Signe lavora come cameriera e vive la propria vita nel tentativo di attrarre l’interesse degli altri, ignorando del tutto le cose semplici come l’amore con Thomas e le stabili amicizie in procinto di traballare con l’arrivo della malattia. Già, una malattia provocata volontariamente, attraverso l’abuso di pillole acquistate nel darkweb tramite un amico spacciatore. All’inizio il piano segreto della protagonista pare decollare alla grande, ma con la progressione della storia ecco le prime gravi complicazioni legate a ciò che Signe ha deciso di sacrificare in cambio della notorietà: il proprio fisico. Il suo corpo si ricopre di piaghe sempre più appariscenti. Il suo viso pian piano si sfigura. 

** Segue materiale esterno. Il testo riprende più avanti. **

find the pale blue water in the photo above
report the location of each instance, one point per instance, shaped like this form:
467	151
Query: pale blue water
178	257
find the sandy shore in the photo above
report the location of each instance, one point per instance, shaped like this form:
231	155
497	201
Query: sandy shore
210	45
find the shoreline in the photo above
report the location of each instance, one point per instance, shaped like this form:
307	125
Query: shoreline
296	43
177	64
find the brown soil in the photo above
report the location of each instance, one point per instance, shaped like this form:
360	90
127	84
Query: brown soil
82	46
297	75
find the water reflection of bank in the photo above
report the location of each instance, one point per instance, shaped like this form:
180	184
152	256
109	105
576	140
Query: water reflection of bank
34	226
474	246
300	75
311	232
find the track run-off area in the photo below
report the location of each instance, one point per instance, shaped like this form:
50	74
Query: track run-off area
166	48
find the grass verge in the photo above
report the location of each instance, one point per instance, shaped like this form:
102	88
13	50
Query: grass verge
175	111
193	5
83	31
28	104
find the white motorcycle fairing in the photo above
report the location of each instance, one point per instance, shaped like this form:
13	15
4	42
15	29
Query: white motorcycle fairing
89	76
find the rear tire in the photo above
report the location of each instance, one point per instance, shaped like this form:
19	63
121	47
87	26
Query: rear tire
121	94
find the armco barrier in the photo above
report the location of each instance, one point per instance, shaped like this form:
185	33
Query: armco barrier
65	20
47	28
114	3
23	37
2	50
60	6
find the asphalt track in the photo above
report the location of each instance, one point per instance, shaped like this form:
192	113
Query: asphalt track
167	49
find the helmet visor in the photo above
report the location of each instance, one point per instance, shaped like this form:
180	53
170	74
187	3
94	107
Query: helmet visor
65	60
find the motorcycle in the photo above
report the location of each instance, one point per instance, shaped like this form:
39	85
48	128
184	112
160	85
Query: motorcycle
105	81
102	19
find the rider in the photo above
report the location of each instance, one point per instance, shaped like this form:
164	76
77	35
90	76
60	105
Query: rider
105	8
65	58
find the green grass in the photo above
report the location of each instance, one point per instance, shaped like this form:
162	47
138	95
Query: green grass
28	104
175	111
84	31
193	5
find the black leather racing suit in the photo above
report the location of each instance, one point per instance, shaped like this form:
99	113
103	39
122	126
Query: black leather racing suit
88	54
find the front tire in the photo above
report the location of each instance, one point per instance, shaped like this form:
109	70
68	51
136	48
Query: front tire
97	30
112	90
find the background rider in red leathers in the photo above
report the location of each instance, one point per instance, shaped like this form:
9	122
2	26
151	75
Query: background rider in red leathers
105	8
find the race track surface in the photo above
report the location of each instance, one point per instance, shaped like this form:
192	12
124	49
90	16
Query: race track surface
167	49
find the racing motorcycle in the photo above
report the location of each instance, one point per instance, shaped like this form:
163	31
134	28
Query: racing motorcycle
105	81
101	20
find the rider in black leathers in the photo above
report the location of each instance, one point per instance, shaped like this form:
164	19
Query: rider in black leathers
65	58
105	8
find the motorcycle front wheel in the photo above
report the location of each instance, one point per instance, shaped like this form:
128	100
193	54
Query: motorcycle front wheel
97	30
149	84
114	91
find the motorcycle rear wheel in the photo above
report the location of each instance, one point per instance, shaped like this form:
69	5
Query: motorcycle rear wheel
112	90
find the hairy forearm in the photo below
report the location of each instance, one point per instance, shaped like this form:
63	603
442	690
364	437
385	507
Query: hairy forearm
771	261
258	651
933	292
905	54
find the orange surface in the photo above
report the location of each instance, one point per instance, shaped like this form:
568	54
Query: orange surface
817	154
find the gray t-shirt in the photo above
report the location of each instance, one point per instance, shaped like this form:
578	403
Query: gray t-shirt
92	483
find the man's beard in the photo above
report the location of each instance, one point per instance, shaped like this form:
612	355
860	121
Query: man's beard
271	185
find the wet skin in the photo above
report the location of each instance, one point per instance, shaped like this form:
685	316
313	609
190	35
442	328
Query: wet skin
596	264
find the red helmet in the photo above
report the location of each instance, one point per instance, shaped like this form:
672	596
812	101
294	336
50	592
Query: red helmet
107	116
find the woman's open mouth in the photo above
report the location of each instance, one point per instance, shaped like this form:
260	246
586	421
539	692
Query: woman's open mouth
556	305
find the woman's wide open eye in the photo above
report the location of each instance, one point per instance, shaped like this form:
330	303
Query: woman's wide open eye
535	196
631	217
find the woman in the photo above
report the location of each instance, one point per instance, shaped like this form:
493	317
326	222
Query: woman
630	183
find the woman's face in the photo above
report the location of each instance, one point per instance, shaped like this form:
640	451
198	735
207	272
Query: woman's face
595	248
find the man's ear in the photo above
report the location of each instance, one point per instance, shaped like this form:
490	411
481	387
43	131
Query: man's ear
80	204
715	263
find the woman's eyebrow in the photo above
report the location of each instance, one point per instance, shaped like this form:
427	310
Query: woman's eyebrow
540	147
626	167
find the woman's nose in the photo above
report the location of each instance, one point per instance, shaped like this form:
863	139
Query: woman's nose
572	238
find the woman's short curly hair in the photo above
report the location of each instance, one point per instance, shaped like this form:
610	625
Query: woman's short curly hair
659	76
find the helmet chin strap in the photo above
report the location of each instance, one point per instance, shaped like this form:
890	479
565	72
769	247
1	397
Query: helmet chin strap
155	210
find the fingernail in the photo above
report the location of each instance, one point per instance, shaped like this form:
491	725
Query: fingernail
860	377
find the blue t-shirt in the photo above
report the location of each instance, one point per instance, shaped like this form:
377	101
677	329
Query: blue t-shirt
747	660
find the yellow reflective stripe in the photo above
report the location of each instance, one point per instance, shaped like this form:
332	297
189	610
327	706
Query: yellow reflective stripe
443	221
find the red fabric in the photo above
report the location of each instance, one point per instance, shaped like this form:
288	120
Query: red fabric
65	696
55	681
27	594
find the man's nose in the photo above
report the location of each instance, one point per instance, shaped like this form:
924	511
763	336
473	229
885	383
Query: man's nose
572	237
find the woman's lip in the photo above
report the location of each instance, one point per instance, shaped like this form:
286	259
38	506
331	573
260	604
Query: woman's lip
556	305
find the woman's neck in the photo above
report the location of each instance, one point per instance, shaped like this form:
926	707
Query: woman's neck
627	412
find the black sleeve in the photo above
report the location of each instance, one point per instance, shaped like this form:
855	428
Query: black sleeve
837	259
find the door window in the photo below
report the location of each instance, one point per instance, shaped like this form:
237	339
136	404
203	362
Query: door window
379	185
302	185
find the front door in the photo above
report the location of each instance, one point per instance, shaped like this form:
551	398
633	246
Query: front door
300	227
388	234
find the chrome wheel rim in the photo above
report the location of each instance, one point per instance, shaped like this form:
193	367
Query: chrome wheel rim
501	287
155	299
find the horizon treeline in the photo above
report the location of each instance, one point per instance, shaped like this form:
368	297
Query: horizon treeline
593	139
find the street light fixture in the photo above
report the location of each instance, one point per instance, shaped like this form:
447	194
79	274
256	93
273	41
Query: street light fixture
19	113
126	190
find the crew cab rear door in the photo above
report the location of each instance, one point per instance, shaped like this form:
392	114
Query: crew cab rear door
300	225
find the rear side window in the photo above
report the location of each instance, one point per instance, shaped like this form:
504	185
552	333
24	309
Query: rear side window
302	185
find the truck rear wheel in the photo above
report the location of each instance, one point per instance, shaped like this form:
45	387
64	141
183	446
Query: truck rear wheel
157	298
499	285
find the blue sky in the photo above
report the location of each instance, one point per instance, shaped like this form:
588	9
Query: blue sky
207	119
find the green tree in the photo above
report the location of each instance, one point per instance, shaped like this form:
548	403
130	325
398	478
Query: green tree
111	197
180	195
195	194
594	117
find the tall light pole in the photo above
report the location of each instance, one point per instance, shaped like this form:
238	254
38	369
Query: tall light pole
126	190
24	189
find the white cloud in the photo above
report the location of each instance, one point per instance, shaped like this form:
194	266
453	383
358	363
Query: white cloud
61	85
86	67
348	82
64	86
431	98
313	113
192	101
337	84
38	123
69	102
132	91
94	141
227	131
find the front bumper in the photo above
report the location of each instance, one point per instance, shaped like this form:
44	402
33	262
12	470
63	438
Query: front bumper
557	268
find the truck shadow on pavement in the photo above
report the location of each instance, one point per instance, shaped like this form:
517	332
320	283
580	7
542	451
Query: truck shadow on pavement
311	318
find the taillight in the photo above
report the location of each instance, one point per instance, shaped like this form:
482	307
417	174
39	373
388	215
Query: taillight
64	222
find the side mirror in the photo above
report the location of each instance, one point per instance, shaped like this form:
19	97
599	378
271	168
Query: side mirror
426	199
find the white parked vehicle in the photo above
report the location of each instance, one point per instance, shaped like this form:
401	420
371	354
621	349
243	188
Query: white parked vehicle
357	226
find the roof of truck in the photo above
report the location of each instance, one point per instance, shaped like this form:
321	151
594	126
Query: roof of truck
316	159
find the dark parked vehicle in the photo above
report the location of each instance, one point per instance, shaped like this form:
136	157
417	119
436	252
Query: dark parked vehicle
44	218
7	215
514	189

Sick of Myself - Trailer Ufficiale | Wanted Cinema

Il personaggio di Signe in “Sick of Myself” si distingue per la sua ossessione verso il successo e il costante timore di essere trascurata. Si presenta come una giovane donna determinata a raggiungere il suo obiettivo a tutti i costi, ma il suo desiderio di fama la spinge a diventare quasi disumana, sia estaticamente che mentalmente. Ciò va a discapito delle sue relazioni personali e dell’autenticità emotiva.

Il rapporto con gli altri

In un ambiente in cui l’immagine e la visibilità sono valute sociali sempre più preziose, Signe si immerge completamente nella ricerca di gratificazione esterna. Nell’era dei social molte persone sono spinte da una costante ricerca di approvazione e di visibilità online, alimentando un ciclo senza fine di confronto e di auto-promozione. La determinazione di Signe nel cercare il riconoscimento riflette questo fenomeno sociale diffuso, mostrando come le aspirazioni sbagliate possano spesso avere conseguenze devastanti.

Infatti, l’ossessione manifestata dalla protagonista ha effetti anche sulle dinamiche relazionali con gli altri personaggi della storia. Signe è spesso egoista e manipolativa nei confronti del prossimo, sacrificando le relazioni autentiche sull’altare della sua ambizione. Questo tema risuona con le esperienze di molti individui nel mondo reale, che possono ritrovarsi a lottare con il bilanciamento tra il perseguimento dei propri obiettivi e il mantenimento di relazioni sane e significative con gli altri.

In conclusione, il personaggio di Signe in “Sick of Myself” offre uno sguardo penetrante sulla costante ricerca di notorietà che permea la cultura contemporanea. La sua storia serve da monito sulle conseguenze di una ricerca eccessiva di attenzioni esterne, mentre ci invita a riflettere sul valore dell’autenticità e delle relazioni sincere durante il percorso di realizzazione personale.